There is a danger for you and I as Christians when you live in a time and a place where sin and unbelief run rampant. You and I grow proud. We begin to look at everyone around us as wrong, and whether we admit it or not, inferior. We take it upon ourselves to fix them, to correct them, to put them in their place. We don’t speak the truth in love for our wayward neighbor, we speak the truth because it makes us feel right. We love to be right! Just think of how many snarky memes you’ve laughed at because they made your opponent or political other look stupid. Geez, that feels good. 

And then you stand before God who exposes the truth. You and I are all just as guilty and sinful as whatever person or whatever unclean lip party we are proud to speak out against. Unclean lips that come from unclean hearts. Dead in our sins before the Holy, Holy, Holy God. We are, in fact, the Isaiah’s of our time! 

But, just like with Isaiah, once we are dead before God, God can start to work with us. 

So, the angels are singing. And an angel, with no regard for itself, with no pride, with a glorious picture of what God’s righteous holiness actually means, looks down on Isaiah, and flies down to him with tongs, takes a flaming coal, and touches his lips with it. The angel comes to Isaiah with no sense of self-righteousness or pride, with no intention of putting Isaiah in his place, but with a burning coal and a word from God: “See, this has touched your lips; your guilt is taken away and your sin atoned for.” The angel continues, you might say, to sing the glories of God by proclaiming Isaiah’s forgiveness and purifying His lips. And, it is in delivering this forgiveness that the angel most reflects the glory of God! It is God’s glory to forgive!

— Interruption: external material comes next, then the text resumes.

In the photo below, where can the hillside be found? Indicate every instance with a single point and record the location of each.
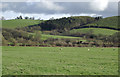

And now we, the Isaiah’s of our day, gather in the presence of the triune God every Sunday. And as we do so, an angel doesn’t leave the heavenly ranks to purify our lips. Rather, the Lord Jesus is the one who looks down upon us. He is the one who left His heavenly ranks, set aside His glory, and offered up His own life as a sacrifice for your unclean lips and unclean hearts.  Mine too. Your loud pride was paid for by his humble death. The blood he shed purifies your heart. God’s purifying message comes to you today from the heavenly thrown room where your crucified and risen Jesus reigns. And when you take that wafer in your mouth and that wine hits your lips, Jesus says, “See!  This has touched your lips! Your guilt is taken away and your sin atoned for!” You people of unclean lips who dwell among a people of unclean lips have a God who dwells among the angels and purifies you with His Word. Your sins are taken away! Your guilt is atoned for! God is most glorified in Jesus dying for you and forgiving you! You truly are the Isaiah of our day!

And, so you purified Isaiah’s, you have now been given something to say!  A message of grace that can actually clean up this foul mouthed world. Not a message of self-righteous judgment, not a message that merely condemns, but a message that strips away all self-righteousness, that exposes sinful lips, and brings forgiveness, life and salvation. You and I, forgiven sinners, go forth reflecting the glory of God in announcing His forgiveness to the world! You have been given lips to proclaim, not how right you are, but how merciful and gracious God is, even to those sinners ruining our country! Even to sinners like you and me. You are the Isaiah who brings this message, “See, Jesus crucified and risen for you!  Your sins are taken away! Your guilt is atoned for!”